The Ouya case is an “extension” of the problems associated with the Putien model and an “inevitable result” of an incomplete developmental industry, said Zhou Shenglai, director of the Special Committee on Disease and Health Management at the ‘Chinese Association of Hospitals.
Several legal and political experts told Caixin that while China has laws and regulations that subject public and private hospitals to the same level of oversight, political loopholes and inconsistent police often create opportunities for abuse in the community. private sector.
Government agencies typically inspect state-backed healthcare providers more rigorously than industry associations that excel at auditing business entities, Zheng said.
In addition, the governance of private health care providers is “intense in terms of planning and overall structure”, but remains “very weak in regulating the actual operations of the profession,” said Liu Jitong, professor of policy and management. of health at Peking University.
According to Zhou, a culture among regulators to neglect supervision until crises occur, also undermines the healthy development of the sector. “We have to stop giving punishments after the fact and prefer to manage things in advance and along the way,” he said.
Years after the Putian scandals rocked confidence in China’s private healthcare sector, politicians continue to debate how to contain the industry’s excesses.

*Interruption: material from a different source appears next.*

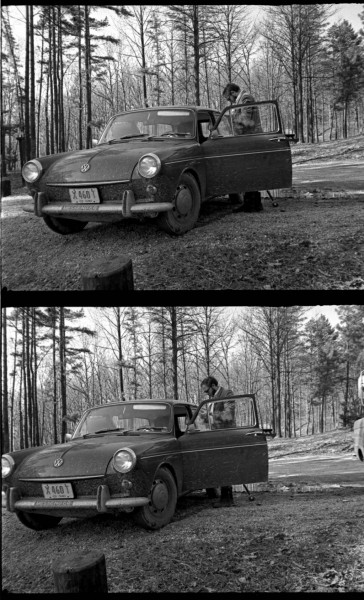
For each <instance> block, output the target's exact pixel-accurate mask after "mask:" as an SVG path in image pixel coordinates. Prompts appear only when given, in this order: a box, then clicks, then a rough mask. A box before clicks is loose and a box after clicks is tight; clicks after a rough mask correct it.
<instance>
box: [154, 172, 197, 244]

The government has supported the growth of private providers as part of healthcare reforms that attempt to move from China’s historic planned system to one that offers safer, more efficient and more flexible coverage.
Liu Jitong offered a discussion on the nature of the private health sector and cautioned against its over-commercialization. “These hospitals should be for the public good, they are not businesses,” he said.
Zhou said that China’s future reforms should “further support and promote” the development of private and “socially managed” hospitals so that they ideally represent up to 60% of all patient visits, to “relieve the pressure on government and strengthen the dynamism of the private sector “. health providers ”.
He added that the country should tighten hospital inspections and liberalize rules that prevent doctors from working in multiple facilities at the same time, a move he said would fight fraudulent registration of medical professionals.
Several experts called for stronger and more systematic supervision of health care providers. Liu Jitong proposed to place all hospitals, private and public, under the general supervision of the Ministry of Health.
“Government regulations, including supervision and administration, should treat public and private medical institutions in exactly the same way,” said Gu Xinjiang, a professor at Zhejiang University specializing in health policy.